Re: [PATCH] mm: memcontrol: asynchronous reclaim for memory.high

From: Chris Down
Date: Wed Feb 19 2020 - 14:17:12 EST

Michal Hocko writes:
On Wed 19-02-20 13:12:19, Johannes Weiner wrote:
We have received regression reports from users whose workloads moved
into containers and subsequently encountered new latencies. For some
users these were a nuisance, but for some it meant missing their SLA
response times. We tracked those delays down to cgroup limits, which
inject direct reclaim stalls into the workload where previously all
reclaim was handled my kswapd.

I am curious why is this unexpected when the high limit is explicitly
documented as a throttling mechanism.

Throttling is what one expects if one's workload does not respect the high threshold (ie. if it's not possible to reclaim the requisite number of pages), but you don't expect throttling just because you're brushing up against the threshold, because we only reclaim at certain points (eg. return to usermode).

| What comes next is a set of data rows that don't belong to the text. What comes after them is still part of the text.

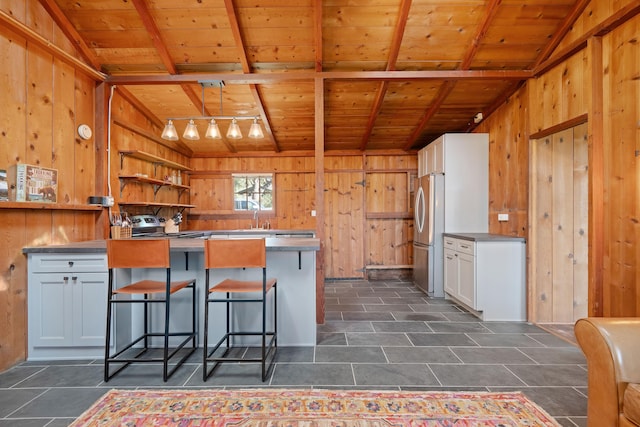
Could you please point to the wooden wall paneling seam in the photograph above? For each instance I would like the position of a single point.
(320, 184)
(581, 222)
(101, 135)
(596, 179)
(562, 227)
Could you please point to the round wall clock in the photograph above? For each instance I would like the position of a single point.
(84, 131)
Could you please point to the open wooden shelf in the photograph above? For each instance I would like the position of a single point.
(158, 161)
(49, 206)
(157, 183)
(156, 206)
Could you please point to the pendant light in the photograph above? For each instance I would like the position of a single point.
(234, 130)
(170, 132)
(255, 131)
(213, 131)
(191, 131)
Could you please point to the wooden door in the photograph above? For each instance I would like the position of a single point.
(558, 239)
(344, 224)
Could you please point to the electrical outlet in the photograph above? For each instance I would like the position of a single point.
(107, 201)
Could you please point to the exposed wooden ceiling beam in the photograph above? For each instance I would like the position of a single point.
(317, 33)
(237, 35)
(614, 21)
(447, 88)
(561, 32)
(161, 48)
(394, 50)
(501, 99)
(70, 31)
(48, 46)
(263, 113)
(444, 91)
(276, 77)
(152, 29)
(179, 146)
(481, 32)
(246, 68)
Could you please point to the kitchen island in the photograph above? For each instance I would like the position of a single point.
(68, 289)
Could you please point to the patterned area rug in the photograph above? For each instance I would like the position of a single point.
(312, 408)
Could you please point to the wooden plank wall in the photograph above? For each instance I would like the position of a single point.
(558, 237)
(43, 102)
(564, 93)
(376, 232)
(144, 137)
(621, 116)
(212, 192)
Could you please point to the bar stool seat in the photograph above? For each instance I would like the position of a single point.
(239, 254)
(146, 254)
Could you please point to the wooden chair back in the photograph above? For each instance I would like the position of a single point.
(133, 253)
(235, 253)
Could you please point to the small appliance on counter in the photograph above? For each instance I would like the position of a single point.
(171, 226)
(146, 224)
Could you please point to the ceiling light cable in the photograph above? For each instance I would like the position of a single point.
(213, 131)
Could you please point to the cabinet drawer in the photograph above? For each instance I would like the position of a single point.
(72, 263)
(450, 243)
(465, 246)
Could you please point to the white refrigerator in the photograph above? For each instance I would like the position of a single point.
(427, 239)
(451, 197)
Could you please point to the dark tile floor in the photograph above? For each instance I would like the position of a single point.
(382, 334)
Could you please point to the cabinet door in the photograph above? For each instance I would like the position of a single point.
(450, 272)
(438, 156)
(67, 309)
(89, 308)
(467, 279)
(429, 159)
(50, 309)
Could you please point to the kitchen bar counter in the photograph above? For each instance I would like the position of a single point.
(68, 289)
(179, 244)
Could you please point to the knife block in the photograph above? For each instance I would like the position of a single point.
(171, 227)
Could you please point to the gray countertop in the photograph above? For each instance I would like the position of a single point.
(181, 245)
(485, 237)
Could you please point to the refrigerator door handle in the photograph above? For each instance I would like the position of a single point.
(432, 209)
(419, 210)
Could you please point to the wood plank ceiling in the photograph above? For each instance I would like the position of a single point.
(397, 73)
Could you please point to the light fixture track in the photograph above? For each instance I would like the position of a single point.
(213, 131)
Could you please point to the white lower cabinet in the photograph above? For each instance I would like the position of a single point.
(67, 301)
(487, 276)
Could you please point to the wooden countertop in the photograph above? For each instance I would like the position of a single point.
(179, 245)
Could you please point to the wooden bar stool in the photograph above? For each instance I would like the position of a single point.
(239, 254)
(151, 254)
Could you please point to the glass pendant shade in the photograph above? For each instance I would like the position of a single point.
(170, 133)
(191, 131)
(234, 130)
(213, 131)
(255, 131)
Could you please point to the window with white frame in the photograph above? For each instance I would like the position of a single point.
(253, 192)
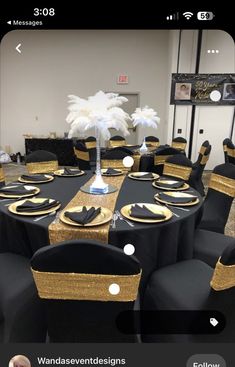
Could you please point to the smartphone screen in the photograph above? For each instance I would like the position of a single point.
(117, 180)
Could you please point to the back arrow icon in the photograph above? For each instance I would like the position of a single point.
(18, 48)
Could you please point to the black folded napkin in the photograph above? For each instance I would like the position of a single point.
(111, 171)
(175, 185)
(138, 211)
(70, 172)
(175, 200)
(34, 177)
(85, 216)
(19, 190)
(146, 175)
(29, 206)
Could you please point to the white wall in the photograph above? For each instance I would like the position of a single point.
(53, 64)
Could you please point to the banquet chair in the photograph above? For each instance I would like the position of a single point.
(90, 144)
(192, 285)
(153, 140)
(117, 141)
(179, 143)
(161, 155)
(114, 158)
(41, 161)
(178, 166)
(209, 246)
(2, 176)
(22, 318)
(219, 198)
(82, 155)
(195, 179)
(230, 152)
(202, 150)
(73, 280)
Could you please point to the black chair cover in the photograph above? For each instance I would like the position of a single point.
(79, 320)
(190, 285)
(22, 319)
(161, 154)
(204, 145)
(195, 179)
(209, 246)
(217, 204)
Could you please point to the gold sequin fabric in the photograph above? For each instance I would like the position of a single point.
(42, 167)
(59, 232)
(92, 287)
(223, 277)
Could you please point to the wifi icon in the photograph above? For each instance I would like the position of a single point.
(188, 15)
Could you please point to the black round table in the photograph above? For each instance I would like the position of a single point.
(156, 245)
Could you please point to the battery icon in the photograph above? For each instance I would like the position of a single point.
(205, 15)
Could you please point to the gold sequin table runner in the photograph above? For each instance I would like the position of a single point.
(59, 232)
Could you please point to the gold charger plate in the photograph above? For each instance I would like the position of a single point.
(158, 209)
(104, 216)
(157, 184)
(13, 206)
(103, 172)
(177, 194)
(50, 178)
(60, 172)
(37, 190)
(137, 176)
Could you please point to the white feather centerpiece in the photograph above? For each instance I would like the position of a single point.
(101, 112)
(145, 117)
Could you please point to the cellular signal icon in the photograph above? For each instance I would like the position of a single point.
(188, 15)
(173, 16)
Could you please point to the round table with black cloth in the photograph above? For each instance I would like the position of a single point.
(156, 245)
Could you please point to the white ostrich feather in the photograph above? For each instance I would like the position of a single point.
(145, 116)
(100, 111)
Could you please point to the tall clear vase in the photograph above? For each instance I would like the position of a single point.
(98, 186)
(143, 148)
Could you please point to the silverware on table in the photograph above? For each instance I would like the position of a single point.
(44, 216)
(122, 218)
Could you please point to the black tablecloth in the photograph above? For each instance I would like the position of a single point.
(156, 245)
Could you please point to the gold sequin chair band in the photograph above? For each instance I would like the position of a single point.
(178, 145)
(222, 184)
(117, 143)
(204, 159)
(90, 144)
(2, 178)
(42, 167)
(153, 143)
(176, 170)
(89, 287)
(80, 154)
(202, 150)
(223, 277)
(113, 163)
(230, 152)
(160, 159)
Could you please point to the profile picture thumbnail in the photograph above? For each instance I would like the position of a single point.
(229, 91)
(182, 91)
(19, 361)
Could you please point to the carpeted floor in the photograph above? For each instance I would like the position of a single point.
(13, 171)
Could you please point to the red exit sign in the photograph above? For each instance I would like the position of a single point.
(122, 79)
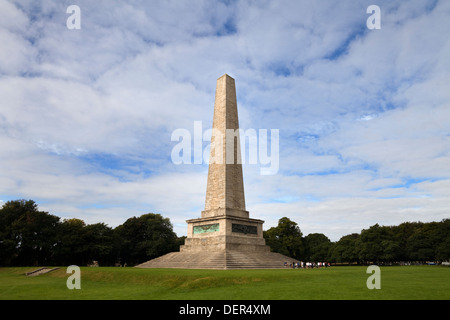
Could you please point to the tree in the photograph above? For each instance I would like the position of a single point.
(346, 249)
(145, 238)
(27, 235)
(317, 247)
(379, 244)
(70, 246)
(286, 238)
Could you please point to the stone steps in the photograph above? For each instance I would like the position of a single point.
(225, 259)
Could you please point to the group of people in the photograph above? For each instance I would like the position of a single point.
(307, 265)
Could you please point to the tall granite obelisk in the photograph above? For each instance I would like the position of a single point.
(225, 237)
(225, 189)
(225, 224)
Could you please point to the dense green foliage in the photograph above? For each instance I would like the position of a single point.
(409, 241)
(32, 237)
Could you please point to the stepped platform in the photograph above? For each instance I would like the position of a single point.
(221, 260)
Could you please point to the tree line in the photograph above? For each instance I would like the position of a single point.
(32, 237)
(408, 241)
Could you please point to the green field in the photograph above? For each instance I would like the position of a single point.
(108, 283)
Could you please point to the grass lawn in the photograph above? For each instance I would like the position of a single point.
(109, 283)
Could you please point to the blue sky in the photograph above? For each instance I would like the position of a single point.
(86, 115)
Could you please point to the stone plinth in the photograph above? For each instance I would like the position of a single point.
(225, 237)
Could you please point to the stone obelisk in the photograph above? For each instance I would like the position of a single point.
(225, 224)
(225, 188)
(225, 237)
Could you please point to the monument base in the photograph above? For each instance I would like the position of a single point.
(222, 259)
(222, 242)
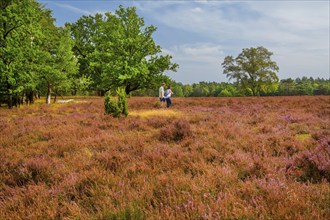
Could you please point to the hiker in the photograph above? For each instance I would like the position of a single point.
(161, 95)
(167, 94)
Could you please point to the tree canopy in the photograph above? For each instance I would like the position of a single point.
(120, 50)
(253, 69)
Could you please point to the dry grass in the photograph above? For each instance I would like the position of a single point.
(205, 158)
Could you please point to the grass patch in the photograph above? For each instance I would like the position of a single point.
(303, 137)
(156, 113)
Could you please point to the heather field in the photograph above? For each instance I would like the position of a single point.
(205, 158)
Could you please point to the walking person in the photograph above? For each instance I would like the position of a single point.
(168, 93)
(161, 95)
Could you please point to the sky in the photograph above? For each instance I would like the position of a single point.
(200, 34)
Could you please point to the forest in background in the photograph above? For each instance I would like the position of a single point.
(103, 52)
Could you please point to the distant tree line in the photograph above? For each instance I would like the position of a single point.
(285, 87)
(104, 52)
(96, 54)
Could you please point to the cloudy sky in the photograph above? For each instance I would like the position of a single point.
(200, 34)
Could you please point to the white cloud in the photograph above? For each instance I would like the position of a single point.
(73, 9)
(297, 32)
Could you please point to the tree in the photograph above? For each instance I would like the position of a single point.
(253, 69)
(55, 58)
(126, 53)
(84, 31)
(18, 27)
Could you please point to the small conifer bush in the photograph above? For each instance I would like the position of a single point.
(116, 107)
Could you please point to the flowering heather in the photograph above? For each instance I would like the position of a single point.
(204, 158)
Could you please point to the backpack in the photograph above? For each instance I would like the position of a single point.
(167, 91)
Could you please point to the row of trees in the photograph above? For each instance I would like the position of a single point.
(104, 52)
(96, 53)
(35, 55)
(285, 87)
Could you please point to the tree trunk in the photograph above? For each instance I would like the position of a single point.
(49, 90)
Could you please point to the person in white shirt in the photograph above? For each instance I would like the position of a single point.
(167, 94)
(161, 95)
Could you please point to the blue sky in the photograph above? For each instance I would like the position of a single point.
(200, 34)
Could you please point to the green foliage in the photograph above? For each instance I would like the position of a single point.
(253, 69)
(126, 54)
(116, 107)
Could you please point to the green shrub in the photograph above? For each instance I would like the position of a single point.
(116, 107)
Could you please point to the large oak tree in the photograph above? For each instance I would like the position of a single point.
(125, 52)
(253, 69)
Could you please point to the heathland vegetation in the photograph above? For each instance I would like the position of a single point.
(206, 158)
(224, 157)
(103, 52)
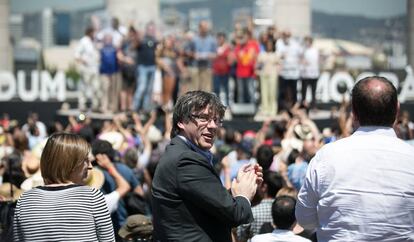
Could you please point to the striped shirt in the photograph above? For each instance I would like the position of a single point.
(63, 213)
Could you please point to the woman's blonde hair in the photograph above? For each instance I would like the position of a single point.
(63, 153)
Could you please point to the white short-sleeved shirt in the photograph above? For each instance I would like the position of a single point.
(360, 188)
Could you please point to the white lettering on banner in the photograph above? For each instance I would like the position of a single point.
(41, 86)
(8, 84)
(322, 87)
(53, 88)
(327, 86)
(24, 94)
(44, 87)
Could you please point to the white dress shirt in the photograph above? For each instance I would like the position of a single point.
(290, 54)
(310, 67)
(279, 235)
(360, 188)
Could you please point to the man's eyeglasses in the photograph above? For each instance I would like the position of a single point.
(205, 119)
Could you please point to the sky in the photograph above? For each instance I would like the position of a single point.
(367, 8)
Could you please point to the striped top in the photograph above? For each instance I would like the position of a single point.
(63, 213)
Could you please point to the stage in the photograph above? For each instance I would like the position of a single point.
(59, 111)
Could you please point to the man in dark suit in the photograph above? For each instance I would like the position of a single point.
(189, 200)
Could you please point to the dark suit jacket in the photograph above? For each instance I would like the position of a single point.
(189, 200)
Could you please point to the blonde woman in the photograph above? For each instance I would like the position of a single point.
(63, 209)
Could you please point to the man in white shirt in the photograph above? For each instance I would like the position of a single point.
(87, 57)
(290, 52)
(360, 188)
(283, 214)
(310, 70)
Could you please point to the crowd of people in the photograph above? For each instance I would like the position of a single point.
(128, 69)
(178, 172)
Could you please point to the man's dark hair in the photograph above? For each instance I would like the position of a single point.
(221, 34)
(274, 182)
(283, 212)
(103, 147)
(292, 156)
(374, 106)
(89, 31)
(192, 103)
(264, 156)
(229, 136)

That is, the workload may be well-behaved and it's just we didn't get around to completing reclaim yet. In that case, throttling the workload when there's no evidence it's misbehaving seems unduly harsh, hence the ~4% grace, with exponential penalties as there's more evidence the workload is pathological.

So sure, memory.high is a throttling mechanism if you *exceed* the stated bounds of your allocation, but this is about even those applications which are well-behaved, and just brushing against the bounds of it, as is expected on a system where the bottleneck is at the cgroup rather than being global.